De ruzie over het zonnestelsel hebben we ondertussen bijgelegd. Maar ik heb ooit een hoog oplopende ruzie meegemaakt tussen een filosoof-theoloog en een filosoof-wetenschapper over de vraag of het leven al dan niet puur toevallig ontstaan is. Zo emotioneel en heftig dat ik achteraf niet anders kon dan tegen het hooggeleerd filosofisch gezelschap opmerken: ‘Dat niemand mij nog komt vertellen dat filosofie over de rede gaat.’
Waarom willen sommige religies zo nodig de wetenschap tegenspreken? En waarom willen sommige wetenschappers zo nodig hetgeen iemands hart vervult naar de prullenbak verwijzen? En blijkbaar doen ze daar allebei even emotioneel over.
Waar ik van gruwel is een koude wetenschap die de werkelijkheid ‘onttovert’ en die mensen een gevoel van totale zinloosheid wil aanpraten. Met in haar kielzog een neoliberalisme dat enkel nog op winstbejag uit is.
Waar ik van gruw is een fundamentalistische religie die meent de mensen te kunnen zeggen wat ze moeten geloven, welke kleren ze moeten dragen, wie vriend en wie vijand is, wie de wijsheid in pacht heeft en aan wie ze zich moeten onderwerpen. Ik kijk hiermee even goed naar het boeddhisme als naar iedere andere religie.
Waar ik van droom is een middenweg. De notie van de middenweg is een van die mooie dingen in het boeddhisme. Het moet niet óf-óf zijn. Er is een derde weg die beide overstijgt. ‘Tertium datur’ zou je tegen een filosoof kunnen zeggen.
Voor mij is zen, zoals ik het ooit geleerd heb, de mooiste expressie van die middenweg. Let wel: voor mij. Voor iemand er weer een algemeen geldende wetmatigheid probeert van te maken.
Waar ik van droom zijn plaatsen waar je kunt komen zitten, samen, in stilte. en je hart openen. Waar je kunt komen zitten met de bereidheid om even alle willen en niet willen, alle weten en niet weten achterwege te laten. Niet om daar te blijven maar om van daar uit weer de wereld in te stappen, en te willen en te weten. Om in ons levensonderhoud te voorzien. Om te doen wat nodig is. Misschien om wetenschap te bedrijven, of iets anders. Om te leven.

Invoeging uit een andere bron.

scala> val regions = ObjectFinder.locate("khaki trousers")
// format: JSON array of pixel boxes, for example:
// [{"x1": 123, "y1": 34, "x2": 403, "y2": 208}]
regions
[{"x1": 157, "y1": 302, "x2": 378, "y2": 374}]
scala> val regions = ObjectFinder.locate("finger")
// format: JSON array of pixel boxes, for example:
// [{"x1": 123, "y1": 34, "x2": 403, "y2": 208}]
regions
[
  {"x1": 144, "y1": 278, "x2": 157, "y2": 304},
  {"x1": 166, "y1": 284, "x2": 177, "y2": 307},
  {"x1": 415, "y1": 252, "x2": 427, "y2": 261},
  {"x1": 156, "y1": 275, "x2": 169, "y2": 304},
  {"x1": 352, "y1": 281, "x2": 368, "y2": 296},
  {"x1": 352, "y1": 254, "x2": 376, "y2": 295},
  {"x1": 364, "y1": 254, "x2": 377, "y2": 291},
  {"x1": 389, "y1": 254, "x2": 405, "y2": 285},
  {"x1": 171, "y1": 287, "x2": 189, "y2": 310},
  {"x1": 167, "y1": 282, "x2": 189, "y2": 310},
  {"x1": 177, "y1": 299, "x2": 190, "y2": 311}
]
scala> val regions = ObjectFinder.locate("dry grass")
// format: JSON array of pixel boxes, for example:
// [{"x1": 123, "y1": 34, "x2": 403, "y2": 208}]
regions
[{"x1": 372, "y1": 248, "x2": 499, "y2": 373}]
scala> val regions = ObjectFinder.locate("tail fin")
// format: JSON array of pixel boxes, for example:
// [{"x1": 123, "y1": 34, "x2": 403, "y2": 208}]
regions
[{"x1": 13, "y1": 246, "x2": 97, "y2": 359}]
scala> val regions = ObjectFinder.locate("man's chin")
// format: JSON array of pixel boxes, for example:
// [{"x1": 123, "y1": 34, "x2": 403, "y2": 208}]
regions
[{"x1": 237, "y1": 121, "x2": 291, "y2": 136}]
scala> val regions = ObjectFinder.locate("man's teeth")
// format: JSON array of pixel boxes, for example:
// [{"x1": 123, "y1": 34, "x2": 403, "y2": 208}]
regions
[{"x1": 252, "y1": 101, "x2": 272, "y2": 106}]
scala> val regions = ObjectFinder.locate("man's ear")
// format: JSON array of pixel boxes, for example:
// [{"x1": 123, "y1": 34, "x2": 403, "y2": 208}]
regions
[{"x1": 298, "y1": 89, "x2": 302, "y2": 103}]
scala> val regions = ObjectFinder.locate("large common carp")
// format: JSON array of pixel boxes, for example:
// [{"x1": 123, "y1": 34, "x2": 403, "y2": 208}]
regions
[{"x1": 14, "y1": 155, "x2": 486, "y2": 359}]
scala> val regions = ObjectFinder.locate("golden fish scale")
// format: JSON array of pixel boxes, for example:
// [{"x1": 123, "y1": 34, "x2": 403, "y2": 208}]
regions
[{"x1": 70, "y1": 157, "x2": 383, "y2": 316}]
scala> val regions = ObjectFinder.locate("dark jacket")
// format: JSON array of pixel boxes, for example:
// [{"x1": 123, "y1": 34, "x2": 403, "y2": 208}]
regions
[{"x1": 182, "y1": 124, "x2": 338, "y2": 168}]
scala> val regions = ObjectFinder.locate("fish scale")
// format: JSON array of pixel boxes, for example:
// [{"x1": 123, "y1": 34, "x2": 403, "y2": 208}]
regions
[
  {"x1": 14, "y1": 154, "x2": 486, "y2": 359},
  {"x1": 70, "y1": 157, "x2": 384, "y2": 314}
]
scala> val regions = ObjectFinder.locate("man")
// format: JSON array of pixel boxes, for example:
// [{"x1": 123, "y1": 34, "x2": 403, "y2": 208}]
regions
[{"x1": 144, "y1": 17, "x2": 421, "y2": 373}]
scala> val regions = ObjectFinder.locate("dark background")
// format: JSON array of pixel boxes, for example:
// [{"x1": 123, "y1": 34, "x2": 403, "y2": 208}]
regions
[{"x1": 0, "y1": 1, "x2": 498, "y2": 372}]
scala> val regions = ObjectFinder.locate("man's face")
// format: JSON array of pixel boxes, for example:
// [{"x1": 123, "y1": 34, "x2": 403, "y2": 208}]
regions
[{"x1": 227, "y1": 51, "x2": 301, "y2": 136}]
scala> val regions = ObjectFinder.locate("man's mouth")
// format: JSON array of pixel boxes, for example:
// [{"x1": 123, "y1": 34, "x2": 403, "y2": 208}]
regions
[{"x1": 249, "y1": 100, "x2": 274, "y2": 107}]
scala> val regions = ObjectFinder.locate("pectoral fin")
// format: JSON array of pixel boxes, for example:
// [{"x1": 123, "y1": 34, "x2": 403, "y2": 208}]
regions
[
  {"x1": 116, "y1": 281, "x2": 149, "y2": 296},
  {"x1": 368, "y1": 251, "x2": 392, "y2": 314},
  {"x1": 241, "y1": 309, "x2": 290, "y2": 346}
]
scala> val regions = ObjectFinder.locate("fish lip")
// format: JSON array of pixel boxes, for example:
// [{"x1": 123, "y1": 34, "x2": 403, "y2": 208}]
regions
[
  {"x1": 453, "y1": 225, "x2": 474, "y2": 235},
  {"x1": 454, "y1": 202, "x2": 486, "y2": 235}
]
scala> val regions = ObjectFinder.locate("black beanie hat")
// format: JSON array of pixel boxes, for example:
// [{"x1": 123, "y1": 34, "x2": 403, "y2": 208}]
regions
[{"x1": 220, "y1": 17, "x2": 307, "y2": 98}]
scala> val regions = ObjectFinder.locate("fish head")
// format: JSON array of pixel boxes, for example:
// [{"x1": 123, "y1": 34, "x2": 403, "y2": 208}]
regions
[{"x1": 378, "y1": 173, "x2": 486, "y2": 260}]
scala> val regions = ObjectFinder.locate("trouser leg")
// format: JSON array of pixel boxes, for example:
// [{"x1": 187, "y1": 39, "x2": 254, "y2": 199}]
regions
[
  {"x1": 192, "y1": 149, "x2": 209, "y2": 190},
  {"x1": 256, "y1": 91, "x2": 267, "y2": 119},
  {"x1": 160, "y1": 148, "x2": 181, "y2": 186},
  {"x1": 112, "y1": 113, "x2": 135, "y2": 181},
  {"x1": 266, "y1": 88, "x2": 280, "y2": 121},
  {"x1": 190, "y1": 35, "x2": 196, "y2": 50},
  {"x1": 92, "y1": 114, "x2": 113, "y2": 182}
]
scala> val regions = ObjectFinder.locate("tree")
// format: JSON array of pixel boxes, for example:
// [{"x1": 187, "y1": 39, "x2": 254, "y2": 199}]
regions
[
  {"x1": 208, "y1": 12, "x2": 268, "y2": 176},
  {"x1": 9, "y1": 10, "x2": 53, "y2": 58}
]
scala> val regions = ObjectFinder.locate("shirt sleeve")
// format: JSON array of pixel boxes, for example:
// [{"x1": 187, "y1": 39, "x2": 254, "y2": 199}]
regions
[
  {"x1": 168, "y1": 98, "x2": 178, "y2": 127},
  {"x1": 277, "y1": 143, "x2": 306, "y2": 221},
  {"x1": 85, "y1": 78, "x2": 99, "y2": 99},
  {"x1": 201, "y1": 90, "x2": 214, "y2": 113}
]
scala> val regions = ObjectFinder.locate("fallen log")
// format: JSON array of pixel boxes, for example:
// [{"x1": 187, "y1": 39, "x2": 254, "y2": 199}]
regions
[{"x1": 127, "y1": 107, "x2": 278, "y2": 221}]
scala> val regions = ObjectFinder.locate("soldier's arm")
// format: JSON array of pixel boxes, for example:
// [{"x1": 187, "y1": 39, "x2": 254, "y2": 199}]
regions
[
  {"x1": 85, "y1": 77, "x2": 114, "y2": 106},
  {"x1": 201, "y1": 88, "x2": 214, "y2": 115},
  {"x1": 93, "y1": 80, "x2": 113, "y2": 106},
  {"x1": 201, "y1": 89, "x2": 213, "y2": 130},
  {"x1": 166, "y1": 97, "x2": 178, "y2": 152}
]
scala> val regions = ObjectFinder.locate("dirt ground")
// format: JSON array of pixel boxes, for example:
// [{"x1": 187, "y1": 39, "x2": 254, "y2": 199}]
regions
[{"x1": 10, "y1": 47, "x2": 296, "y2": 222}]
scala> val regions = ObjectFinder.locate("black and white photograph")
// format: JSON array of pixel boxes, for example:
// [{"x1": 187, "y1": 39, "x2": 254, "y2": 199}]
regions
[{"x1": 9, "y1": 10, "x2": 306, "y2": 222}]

Veel is daar niet voor nodig. Geen geloof, geen moeilijke theorieën, geen vreemde gewaden, geen verlichte meesters. Enkel het verlangen om dat te doen en voldoende vertrouwen in dat verlangen om het een plek te geven.
Daar droom ik van.
G.J. Smeets zegt
“Maar in alle eerlijkheid, ik vind dat Priscilla hier een punt heeft. Laat er geen misverstand over bestaan: ik ben een door de wol geverfde darwinist. Daar gaat het niet om. Maar wat met datgene wat je hart vult? Of in een meer boeddhistisch jargon: wat het leegmaakt of opent? Ik vertaal het boeddhistische shunyata liever door openheid dan door leegte.”
Edel Maex, volgens de evolutieleer is die openheid eigen aan ALLE LEVENDE WEZENS en die hun ‘hart’ vult. Check het werk van o.m. bioloog Frans de Waal die recent een studie heeft gepubliceerd over het hun *hart*verscheurend lijden van schildpadden, vissen, apen, mensen.
Piet Nusteleijn zegt
Ben je het er mee eens?
Het lijkt erop dat we telkens deze vraag moeten beantwoorden.
Ben je vóór of ben je tégen?
Ook weer zo’n vaak gestelde vraag.
Het denken is beperkend.
Het denken zelf is ook beperkt.
Het leven is alles overstijgend. Onvoorwaardelijk. Het is alles. Wij kunnen dat met ons denken niet bevatten.
Wat je hart vult…inspirerende tekst. Met groet.